Ian Caines presents Understanding the Taxation of Cryptocurrencies at Toronto, as part of its James Hausman Tax Law and Policy Workshop Series hosted by Ben Alarie:
Cryptocurrencies and related electronic assets can be a mysterious area for tax practitioners, raising potentially novel tax issues. However, unlike in other areas that a tax professional might encounter, tax uncertainties arise not so much from the interpretation of any specific tax rules—which are still sparse, given the novelty of these assets—as from the curious details of what cryptocurrencies actually are and how they operate. This article will provide a practical introduction, aimed at the average tax professional, of how cryptocurrencies operate, and discuss some of the tax consequences that flow from those details. The article will conclude with a brief review of the limited cryptocurrency-related tax legislation that has been introduced in Canada so far. As a preliminary matter, we note that this article will mostly talk about Bitcoin specifically.
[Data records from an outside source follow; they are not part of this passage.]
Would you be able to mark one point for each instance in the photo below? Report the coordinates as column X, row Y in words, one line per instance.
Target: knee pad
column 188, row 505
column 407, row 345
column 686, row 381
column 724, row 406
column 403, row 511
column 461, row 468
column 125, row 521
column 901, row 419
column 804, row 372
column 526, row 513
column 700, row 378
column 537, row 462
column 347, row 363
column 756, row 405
We will do this for a few reasons: (i) because bitcoins are the dominant asset in the class and will often be encountered by tax practitioners, (ii) because the cryptocurrency space is so varied that it is hard to talk in generalities, and (iii) because it will be convenient to have a concrete example in front of us (and one that is relatively straightforward, as cryptocurrencies go). However, Bitcoin is also a good representative example, and much of what we say about it will be true of other cryptocurrencies as well. The article will not be strictly limited to bitcoins—along the way, this article will also point out some of the variations that are seen in the cryptocurrency landscape, and their potential tax implications.